CVPR 2023 Efficient Neural Networks: From Algorithm Design to Practical Mobile Deployments

Overview

Recent breakthroughs in computer vision unlock a number of applications previously unavailable to users. Discriminative tasks, such as detection, segmentation, pose & depth estimation, and others, reach incredible accuracy. Generative applications of adversarial networks, autoencoders, diffusion models, image-to-image translation, video synthesis, and animation methods show high fidelity of their inputs, making it hard to be distinguished from the real by even a human observer. Neural Radiance Fields promise democratized object reconstruction and rendering for various applications.

These breakthroughs, however, come with the cost of high computational requirements of such models. For example, transformer models with quadratic complexity according to the token length, image-to-image translation comes with large FLOPs, and neural rendering approaches require sophisticated rendering pipelines. This translates into the need to run such models on a server-side, elevated service cost, and suboptimal user experience due to the latency incurred for transmitting the data and receiving the result.

Bringing such methods to edge devices is notoriously difficult. Existing works are targeting the compression of large models that do not necessarily lead to on-device acceleration, as it requires not only neural network compression background but also domain-specific background. For instance, to run neural rendering on a device, one needs to be experienced in graphics; to run generative models, one needs to know how to reduce the size without sacrificing the quality of the output. Speeding up neural networks for server-side inference will not necessarily improve edge inference, as deploying them on edge devices requires considerable model size reductions, sometimes at a couple of orders of magnitude.

On the other hand, the benefits of edge inference are obvious: 1. The cost of service is greatly reduced. 2. User privacy is elevated by design, as all the processing runs on the device without data transmission between the server and the device. 3. It facilitates user interaction, as the absence of transmission reduces the latency. 4. Reduces the cycle time to build many novel CV-based applications as expensive infrastructure is not required.

This tutorial will introduce effective methodologies for re-designing algorithms for efficient content understanding, image generation, and neural rendering.
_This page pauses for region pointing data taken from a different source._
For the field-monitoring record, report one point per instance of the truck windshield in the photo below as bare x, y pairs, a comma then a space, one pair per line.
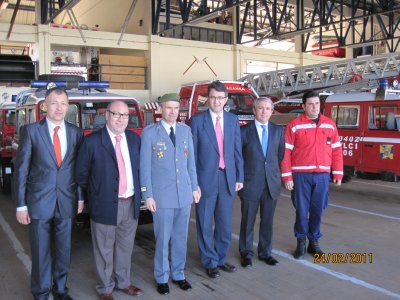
10, 117
240, 103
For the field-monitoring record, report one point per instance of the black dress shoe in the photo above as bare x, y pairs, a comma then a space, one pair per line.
163, 288
300, 249
269, 260
313, 248
57, 296
227, 268
183, 284
212, 272
246, 262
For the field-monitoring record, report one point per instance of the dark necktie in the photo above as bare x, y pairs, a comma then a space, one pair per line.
172, 135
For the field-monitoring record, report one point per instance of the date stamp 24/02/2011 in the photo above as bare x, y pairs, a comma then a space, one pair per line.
343, 258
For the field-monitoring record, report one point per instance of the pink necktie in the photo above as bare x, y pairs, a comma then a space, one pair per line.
220, 141
121, 166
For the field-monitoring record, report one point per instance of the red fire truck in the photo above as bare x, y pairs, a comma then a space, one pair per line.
369, 128
87, 107
7, 127
193, 98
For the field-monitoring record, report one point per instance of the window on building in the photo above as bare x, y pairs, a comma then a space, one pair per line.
346, 116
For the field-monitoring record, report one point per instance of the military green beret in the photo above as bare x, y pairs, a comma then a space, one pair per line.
169, 97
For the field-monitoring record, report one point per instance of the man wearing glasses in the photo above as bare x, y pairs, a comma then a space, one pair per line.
219, 163
108, 168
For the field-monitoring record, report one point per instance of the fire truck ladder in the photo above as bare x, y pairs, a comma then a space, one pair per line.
344, 75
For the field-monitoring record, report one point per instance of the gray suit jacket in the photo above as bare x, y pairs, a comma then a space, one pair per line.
39, 183
167, 174
258, 170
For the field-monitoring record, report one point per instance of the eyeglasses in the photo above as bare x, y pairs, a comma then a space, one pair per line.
213, 98
118, 115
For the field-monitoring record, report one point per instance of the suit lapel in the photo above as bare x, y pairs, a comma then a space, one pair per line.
106, 142
44, 133
209, 129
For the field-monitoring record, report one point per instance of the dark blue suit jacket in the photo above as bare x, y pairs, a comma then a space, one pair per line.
207, 154
39, 183
97, 172
259, 170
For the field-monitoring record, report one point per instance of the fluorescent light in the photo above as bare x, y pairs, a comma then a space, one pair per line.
291, 34
204, 18
194, 21
371, 43
4, 4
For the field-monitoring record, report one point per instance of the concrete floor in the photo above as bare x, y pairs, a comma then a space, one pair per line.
363, 217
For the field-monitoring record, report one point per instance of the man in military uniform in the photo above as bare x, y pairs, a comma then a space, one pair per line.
169, 185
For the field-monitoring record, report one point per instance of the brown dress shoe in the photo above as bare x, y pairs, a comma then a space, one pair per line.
227, 268
132, 291
106, 297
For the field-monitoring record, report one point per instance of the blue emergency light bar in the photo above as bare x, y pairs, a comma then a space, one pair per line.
65, 84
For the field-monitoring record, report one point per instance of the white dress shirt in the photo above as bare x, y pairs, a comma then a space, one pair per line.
167, 127
214, 119
62, 135
127, 161
259, 129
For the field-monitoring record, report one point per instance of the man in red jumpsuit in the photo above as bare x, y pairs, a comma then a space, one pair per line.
312, 152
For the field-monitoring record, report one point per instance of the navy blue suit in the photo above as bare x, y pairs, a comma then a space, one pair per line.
262, 186
97, 172
217, 187
51, 196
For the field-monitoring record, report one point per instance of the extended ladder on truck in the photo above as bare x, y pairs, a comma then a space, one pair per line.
340, 75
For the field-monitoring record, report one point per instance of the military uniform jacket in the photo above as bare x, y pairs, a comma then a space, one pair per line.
168, 173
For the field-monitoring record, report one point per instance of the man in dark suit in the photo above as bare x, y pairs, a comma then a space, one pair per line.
219, 163
263, 146
47, 195
108, 168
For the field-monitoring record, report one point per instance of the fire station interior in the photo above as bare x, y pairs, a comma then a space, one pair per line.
347, 50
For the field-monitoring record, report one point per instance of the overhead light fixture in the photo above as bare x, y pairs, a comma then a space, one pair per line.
291, 34
194, 21
365, 44
204, 18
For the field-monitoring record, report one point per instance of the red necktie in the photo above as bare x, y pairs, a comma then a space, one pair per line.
121, 166
57, 146
220, 141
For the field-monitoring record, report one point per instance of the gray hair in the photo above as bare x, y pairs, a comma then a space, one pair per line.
263, 99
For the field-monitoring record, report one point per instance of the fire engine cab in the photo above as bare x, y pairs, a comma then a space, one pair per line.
369, 128
7, 127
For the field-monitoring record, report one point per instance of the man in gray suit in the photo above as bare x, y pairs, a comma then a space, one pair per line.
169, 185
263, 149
108, 169
47, 195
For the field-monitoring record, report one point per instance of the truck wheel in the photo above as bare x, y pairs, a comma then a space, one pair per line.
6, 183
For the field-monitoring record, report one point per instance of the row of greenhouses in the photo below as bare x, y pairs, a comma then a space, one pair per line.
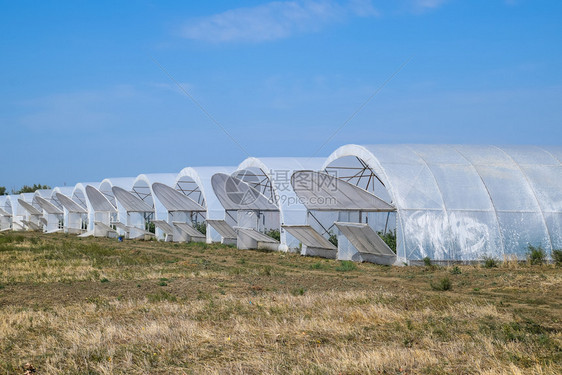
388, 204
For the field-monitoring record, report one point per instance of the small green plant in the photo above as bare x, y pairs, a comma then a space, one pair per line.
490, 263
333, 239
557, 257
318, 266
267, 270
149, 226
536, 255
298, 292
456, 270
442, 285
273, 233
346, 265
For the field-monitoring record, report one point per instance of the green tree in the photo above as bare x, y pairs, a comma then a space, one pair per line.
30, 189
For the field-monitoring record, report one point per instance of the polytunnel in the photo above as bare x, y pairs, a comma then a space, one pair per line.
259, 201
142, 207
53, 212
108, 214
5, 214
191, 206
455, 202
80, 213
30, 210
12, 207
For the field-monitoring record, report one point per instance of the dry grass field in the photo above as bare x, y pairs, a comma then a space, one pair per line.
97, 306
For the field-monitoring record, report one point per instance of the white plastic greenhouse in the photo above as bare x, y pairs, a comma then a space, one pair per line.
389, 204
457, 202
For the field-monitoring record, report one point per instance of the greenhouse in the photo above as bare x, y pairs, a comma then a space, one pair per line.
388, 204
194, 208
456, 202
258, 199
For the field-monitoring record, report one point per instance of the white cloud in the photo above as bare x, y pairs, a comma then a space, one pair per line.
428, 4
274, 20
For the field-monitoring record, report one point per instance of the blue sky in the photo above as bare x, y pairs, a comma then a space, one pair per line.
82, 96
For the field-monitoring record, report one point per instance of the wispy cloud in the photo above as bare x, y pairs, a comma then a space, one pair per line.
425, 5
274, 20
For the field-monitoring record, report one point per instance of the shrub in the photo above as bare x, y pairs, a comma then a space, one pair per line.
536, 255
149, 226
489, 263
456, 270
298, 292
557, 257
346, 265
443, 284
273, 233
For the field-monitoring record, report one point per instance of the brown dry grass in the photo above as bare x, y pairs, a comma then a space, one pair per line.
94, 306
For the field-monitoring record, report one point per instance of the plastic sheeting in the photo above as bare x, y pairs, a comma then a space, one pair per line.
70, 205
323, 192
48, 206
29, 208
130, 202
175, 201
458, 202
235, 194
309, 237
99, 202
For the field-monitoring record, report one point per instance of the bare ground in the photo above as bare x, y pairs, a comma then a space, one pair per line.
97, 306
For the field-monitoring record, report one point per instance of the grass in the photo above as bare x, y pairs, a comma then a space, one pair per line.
536, 255
277, 313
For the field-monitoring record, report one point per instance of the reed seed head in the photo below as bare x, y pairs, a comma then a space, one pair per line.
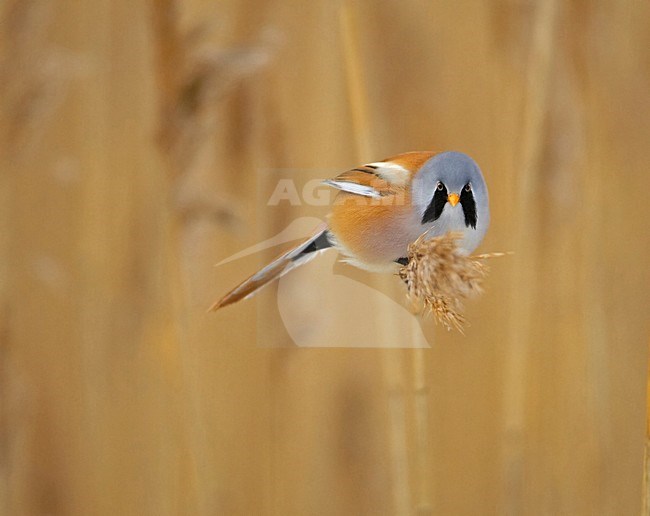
439, 277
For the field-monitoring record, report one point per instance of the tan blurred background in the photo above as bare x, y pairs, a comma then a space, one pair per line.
139, 143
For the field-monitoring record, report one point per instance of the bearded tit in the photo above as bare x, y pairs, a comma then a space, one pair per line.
383, 207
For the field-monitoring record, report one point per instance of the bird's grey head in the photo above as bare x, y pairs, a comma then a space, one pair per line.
449, 192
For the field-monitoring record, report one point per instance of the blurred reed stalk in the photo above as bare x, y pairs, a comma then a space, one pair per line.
391, 360
535, 108
179, 115
646, 462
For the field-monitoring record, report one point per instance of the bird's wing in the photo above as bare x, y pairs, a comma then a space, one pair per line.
381, 178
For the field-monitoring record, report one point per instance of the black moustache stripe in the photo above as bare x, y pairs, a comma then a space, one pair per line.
469, 207
437, 204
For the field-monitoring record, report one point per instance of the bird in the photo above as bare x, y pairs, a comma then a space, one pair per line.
382, 207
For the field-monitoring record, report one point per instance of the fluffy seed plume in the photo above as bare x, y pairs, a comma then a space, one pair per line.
439, 277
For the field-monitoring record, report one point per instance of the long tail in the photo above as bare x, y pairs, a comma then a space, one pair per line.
276, 269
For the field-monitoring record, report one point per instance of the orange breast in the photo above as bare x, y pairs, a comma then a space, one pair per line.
373, 231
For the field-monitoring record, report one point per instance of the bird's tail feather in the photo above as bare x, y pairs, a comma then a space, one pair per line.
297, 256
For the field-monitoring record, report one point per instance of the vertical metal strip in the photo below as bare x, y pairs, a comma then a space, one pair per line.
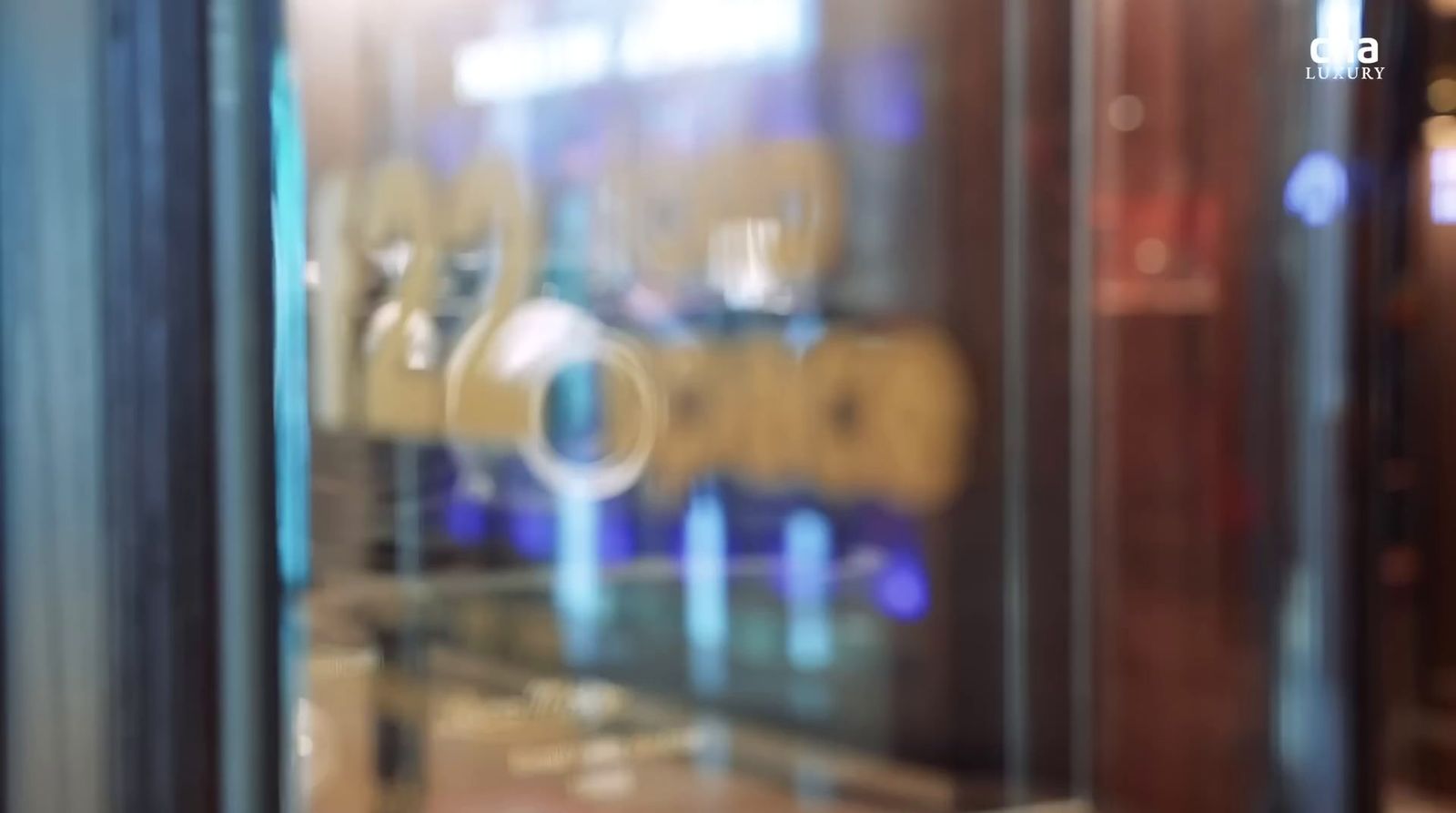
247, 528
1082, 407
1014, 393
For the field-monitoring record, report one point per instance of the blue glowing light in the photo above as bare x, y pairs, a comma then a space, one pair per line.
903, 587
533, 534
1318, 188
705, 541
807, 557
468, 521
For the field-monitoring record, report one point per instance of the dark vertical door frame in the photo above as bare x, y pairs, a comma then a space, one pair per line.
159, 393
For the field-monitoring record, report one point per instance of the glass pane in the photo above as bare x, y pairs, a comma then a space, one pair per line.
662, 451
Most importantly, we show how the algorithms can be efficiently deployed on mobile devices, eventually achieving real-time interaction between users and mobile devices.

Program

Introduction

Sergey Tulyakov

08:30 -
08:40

Keynote
PDF

Efficient Transformer-Based Vision Models

Introduction of the bottleneck for the state-of-the-art transformer-based vision models, i.e., high computation cost on mobile devices, and how to design efficient networks to solve these problems.

Jian Ren

08:40 -
09:10

Keynote
PDF

Efficient Text-to-Image Generation

Introduction of the recent advances in large-scale text-to-image generation models, and how to optimize them to enable mobile applications.

Jian Ren

09:10 -
09:45

Keynote
PDF

Efficient Object Rendering and the Mobile Applications

Introduction of the emerging efforts on neural rendering, especially for Neural Radiance Fields (NeRF). The challenges for deploying NeRF for real-time usages and how to alleviate such issues for building on-device real-time neural rendering.

Jian Ren,
Sergey Tulyakov

09:55 -
10:55

Keynote1
PDF1 Keynote2
PDF2

Efficient deployment on mobile devices

Methods for how to efficiently deploy the algorithms on mobile devices to build computer vision related applications.

Ju (Eric) Hu

11:05 -
11:50

Slides
PDF

Closing Remarks

Sergey Tulyakov

11:50 -
11:55

About the Speakers

Jian Ren is a Lead Research Scientist in the Creative Vision team at Snap Research. His research focuses on content understanding, image and video generation and manipulation, and methods of designing efficient neural networks for the former two areas. His works result in 20+ papers published in top-tier conferences (CVPR, ICCV, ECCV, ICLR, NeurIPs, ICML) and patents contributing to multiple products. He got Ph.D. in Computer Engineering from Rutgers University in 2019 and a B.S. from the University of Science and Technology of China in 2014. Before joining Snap Inc, Jian did internships in Adobe, Snap, and Bytedance.

Sergey Tulyakov is a Principal Research Scientist at Snap Inc, where he leads the Creative Vision team. His work focuses on creating methods for manipulating the world via computer vision and machine learning. This includes human and object understanding, photorealistic manipulation and animation, video synthesis, prediction and retargeting. He pioneered the unsupervised image animation domain with MonkeyNet and First Order Motion Model that sparked a number of startups in the domain. His work on Interactive Video Stylization received the Best in Show Award at SIGGRAPH Real-Time Live! 2020. He has published 30+ top conference papers, journals and patents resulting in multiple innovative products, including Snapchat Pet Tracking, OurBaby, Real-time Neural Lenses (gender swap, baby face, aging lens, face animation) and many others. Before joining Snap Inc., Sergey was with Carnegie Mellon University, Microsoft, NVIDIA. He holds a PhD degree from the University of Trento, Italy.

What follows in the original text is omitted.